The Kentucky Opioid Abatement Advisory Commission is considering the psychedelic ibogaine as a treatment for opioid addiction, National Public Radio affiliate WKU reports. The commission heard from more than a dozen people about their personal and professional experiences with the substance and its role in treating opioid addiction during its recent meeting.
Ibogaine has gained recognition recently for its potential to treat severe PTSD and opioid addiction while minimizing withdrawal symptoms.

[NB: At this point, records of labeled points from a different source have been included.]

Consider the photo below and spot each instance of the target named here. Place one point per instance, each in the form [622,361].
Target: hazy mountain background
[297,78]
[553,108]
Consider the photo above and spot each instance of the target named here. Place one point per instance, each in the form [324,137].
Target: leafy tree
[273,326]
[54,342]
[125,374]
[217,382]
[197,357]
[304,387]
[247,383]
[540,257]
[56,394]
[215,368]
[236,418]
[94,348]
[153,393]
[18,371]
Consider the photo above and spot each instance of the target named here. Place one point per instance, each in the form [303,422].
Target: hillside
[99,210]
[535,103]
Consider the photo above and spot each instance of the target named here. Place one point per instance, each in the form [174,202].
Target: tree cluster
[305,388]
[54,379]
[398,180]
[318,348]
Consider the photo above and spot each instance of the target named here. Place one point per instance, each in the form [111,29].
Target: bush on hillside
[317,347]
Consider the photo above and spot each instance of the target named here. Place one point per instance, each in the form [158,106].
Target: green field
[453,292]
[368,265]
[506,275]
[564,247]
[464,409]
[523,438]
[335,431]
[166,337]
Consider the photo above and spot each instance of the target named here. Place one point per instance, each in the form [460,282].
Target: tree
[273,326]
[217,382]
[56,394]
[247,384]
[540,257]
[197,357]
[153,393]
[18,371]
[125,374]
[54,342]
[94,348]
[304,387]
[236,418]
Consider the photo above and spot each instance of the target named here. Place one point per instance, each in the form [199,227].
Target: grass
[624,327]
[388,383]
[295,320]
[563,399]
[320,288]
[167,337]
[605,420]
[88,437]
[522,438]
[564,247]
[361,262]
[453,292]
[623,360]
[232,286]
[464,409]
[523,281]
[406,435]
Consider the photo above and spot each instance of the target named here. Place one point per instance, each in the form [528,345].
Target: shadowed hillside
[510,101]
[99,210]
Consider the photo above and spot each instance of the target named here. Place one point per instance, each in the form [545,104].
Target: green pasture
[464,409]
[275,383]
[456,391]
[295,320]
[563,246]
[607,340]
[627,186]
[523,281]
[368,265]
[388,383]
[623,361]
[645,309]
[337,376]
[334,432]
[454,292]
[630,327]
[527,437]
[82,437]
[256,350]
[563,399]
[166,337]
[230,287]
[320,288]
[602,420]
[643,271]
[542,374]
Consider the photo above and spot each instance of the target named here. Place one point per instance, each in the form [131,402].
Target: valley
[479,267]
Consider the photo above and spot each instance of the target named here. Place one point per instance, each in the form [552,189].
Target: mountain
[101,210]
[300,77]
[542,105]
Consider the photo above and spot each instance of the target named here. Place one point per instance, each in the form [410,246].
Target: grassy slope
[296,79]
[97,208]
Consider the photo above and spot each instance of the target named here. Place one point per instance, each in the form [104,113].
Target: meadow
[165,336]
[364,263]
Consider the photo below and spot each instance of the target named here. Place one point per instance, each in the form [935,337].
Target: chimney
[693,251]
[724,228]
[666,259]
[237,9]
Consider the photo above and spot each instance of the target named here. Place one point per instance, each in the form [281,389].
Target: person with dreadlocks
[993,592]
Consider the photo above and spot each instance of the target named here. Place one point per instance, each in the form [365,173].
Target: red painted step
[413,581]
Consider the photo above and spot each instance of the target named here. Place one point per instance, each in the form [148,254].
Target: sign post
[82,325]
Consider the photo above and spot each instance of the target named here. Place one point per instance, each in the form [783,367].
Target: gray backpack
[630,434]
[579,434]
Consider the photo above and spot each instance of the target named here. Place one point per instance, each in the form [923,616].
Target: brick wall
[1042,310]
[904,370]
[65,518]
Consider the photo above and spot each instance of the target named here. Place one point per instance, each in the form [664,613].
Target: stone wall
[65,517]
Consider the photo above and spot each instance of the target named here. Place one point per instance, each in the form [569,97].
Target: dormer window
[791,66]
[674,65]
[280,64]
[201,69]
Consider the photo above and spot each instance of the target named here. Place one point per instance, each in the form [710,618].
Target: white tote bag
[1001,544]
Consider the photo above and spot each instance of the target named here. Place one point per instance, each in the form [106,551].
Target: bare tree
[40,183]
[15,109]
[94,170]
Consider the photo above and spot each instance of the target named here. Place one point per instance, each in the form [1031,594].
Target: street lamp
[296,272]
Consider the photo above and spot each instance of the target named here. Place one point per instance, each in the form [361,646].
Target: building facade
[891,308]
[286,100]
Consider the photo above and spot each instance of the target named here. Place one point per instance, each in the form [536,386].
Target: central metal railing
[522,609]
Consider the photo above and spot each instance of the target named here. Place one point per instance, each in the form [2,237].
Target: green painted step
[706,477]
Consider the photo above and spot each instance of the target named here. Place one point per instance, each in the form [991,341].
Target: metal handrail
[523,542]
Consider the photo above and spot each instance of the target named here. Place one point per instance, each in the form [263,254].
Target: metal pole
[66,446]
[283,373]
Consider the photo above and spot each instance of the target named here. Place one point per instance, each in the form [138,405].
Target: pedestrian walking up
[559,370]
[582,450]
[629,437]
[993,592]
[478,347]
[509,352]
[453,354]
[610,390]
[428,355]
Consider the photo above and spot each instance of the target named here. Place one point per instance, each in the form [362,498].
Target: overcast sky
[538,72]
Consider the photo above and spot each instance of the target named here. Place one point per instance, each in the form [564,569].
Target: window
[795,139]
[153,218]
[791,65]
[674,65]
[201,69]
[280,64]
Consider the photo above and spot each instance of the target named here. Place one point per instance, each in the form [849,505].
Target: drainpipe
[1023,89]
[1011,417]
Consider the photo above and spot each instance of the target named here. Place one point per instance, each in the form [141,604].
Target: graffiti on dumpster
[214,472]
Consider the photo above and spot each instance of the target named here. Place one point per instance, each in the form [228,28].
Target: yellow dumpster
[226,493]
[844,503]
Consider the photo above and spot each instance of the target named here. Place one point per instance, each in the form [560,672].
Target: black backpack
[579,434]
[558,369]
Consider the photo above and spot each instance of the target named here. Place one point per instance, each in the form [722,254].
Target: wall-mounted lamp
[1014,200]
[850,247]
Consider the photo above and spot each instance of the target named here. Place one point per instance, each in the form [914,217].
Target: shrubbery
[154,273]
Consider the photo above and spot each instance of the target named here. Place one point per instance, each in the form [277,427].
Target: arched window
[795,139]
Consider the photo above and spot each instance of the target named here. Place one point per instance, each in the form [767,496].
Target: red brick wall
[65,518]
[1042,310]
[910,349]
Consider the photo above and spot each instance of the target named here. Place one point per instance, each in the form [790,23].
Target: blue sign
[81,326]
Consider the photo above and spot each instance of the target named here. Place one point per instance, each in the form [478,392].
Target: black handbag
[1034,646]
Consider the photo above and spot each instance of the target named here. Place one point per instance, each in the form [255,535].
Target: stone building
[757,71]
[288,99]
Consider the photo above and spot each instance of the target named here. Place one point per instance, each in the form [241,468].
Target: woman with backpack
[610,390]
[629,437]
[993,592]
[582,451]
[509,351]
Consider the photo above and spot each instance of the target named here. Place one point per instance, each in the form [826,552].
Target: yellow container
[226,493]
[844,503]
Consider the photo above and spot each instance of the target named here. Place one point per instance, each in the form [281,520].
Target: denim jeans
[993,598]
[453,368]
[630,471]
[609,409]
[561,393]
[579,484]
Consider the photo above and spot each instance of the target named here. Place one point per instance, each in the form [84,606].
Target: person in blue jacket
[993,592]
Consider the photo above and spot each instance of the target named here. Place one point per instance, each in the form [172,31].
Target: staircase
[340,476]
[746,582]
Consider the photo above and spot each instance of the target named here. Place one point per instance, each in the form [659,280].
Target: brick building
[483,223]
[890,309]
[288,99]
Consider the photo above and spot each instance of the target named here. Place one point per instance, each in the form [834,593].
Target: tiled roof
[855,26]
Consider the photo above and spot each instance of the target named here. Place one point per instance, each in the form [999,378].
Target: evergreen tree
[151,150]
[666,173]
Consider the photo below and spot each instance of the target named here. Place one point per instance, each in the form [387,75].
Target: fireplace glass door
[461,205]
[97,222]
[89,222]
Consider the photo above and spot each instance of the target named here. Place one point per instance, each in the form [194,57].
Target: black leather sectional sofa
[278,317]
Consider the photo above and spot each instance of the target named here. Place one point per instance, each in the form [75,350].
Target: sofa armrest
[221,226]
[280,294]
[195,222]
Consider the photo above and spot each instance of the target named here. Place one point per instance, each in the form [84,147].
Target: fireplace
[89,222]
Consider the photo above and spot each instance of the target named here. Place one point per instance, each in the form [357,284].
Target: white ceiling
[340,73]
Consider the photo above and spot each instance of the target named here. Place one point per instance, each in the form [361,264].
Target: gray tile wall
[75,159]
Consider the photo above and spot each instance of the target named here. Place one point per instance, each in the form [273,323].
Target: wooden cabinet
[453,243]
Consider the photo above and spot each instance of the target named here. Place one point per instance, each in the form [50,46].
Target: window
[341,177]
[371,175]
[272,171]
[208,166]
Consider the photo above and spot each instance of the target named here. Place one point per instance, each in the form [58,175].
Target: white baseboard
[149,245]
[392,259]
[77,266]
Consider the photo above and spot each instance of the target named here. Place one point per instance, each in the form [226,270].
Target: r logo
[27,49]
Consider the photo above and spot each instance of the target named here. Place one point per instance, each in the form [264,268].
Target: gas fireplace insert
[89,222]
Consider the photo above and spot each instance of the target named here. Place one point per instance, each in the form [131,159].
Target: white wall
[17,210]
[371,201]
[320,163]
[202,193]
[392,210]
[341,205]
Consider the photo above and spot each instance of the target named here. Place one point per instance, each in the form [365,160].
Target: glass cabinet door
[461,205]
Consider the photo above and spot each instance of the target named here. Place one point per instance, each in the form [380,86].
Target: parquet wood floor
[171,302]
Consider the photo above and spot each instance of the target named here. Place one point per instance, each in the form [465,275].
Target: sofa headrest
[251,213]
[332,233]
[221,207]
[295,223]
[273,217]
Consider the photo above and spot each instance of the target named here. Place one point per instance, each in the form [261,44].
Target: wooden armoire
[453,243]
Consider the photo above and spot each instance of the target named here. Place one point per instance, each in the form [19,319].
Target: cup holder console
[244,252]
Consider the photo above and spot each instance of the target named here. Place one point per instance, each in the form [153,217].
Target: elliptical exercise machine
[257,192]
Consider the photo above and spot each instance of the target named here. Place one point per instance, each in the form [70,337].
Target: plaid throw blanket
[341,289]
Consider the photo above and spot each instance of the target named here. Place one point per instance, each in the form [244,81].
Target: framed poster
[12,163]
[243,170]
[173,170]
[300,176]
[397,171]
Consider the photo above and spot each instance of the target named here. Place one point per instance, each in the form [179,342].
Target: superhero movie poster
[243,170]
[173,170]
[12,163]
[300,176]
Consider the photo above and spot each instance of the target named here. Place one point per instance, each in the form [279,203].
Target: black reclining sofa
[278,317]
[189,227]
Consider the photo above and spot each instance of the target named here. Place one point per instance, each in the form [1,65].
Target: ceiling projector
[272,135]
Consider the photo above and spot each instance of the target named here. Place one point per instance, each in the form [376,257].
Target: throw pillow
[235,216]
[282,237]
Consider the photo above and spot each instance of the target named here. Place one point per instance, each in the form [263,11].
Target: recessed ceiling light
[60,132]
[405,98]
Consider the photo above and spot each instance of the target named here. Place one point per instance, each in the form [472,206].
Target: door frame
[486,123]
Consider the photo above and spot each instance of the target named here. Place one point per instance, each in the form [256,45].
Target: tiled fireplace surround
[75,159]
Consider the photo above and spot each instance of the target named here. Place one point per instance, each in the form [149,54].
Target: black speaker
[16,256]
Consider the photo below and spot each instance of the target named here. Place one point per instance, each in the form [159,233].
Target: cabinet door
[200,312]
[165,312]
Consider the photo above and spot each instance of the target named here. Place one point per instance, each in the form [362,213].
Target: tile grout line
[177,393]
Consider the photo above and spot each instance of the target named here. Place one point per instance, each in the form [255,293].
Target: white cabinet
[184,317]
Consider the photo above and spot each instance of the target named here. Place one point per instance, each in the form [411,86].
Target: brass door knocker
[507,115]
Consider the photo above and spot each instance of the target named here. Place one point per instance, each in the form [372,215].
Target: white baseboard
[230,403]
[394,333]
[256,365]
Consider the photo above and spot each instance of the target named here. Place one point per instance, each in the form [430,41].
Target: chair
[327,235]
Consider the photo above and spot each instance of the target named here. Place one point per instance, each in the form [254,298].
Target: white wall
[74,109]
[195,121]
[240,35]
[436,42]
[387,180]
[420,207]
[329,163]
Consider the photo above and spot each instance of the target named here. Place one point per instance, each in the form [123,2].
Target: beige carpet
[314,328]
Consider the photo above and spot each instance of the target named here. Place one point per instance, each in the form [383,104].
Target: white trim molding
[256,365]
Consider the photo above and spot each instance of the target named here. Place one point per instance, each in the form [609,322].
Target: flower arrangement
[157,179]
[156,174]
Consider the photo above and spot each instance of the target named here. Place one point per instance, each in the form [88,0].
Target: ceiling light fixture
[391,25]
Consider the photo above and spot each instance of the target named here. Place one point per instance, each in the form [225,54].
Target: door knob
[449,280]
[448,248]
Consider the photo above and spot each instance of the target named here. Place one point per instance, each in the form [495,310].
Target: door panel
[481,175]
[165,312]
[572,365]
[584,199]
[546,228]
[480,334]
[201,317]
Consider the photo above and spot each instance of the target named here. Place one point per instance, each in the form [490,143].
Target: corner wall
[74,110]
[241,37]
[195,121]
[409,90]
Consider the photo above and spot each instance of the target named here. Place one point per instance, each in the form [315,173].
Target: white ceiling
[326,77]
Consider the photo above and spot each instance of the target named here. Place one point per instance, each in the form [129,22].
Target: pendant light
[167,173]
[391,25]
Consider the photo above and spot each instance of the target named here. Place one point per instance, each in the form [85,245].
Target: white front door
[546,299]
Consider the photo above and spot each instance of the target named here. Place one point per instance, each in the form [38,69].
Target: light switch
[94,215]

But it is still classified as a Schedule I substance under federal law and is not approved for distribution by the Food and Drug Administration (FDA).
Joseph Peter Barsublia, a psychologist who runs a psychedelic treatment center in Mexico, told the panel that from what he has “repeatedly witnessed firsthand” the psychedelic “is a revolutionary and paradigm-changing treatment” but he warned that “it is by no means a cure-all or a panacea.”
In 2022, 2,135 people died from drug overdoses in Kentucky and while the state saw a decrease of about 5% in overdose deaths compared to 2021, the deaths remained higher than they were before the COVID-19 pandemic began. Since 2018, nearly 9,000 people have died from overdoses, according to state data.
The commission will decide in the next few months where to invest $42 million of Kentucky’s nearly $900 million in opioid lawsuit settlement funds. If the commission votes to allocate the money, Kentucky would become the first state to research ibogaine for its potential uses in opioid addiction recovery.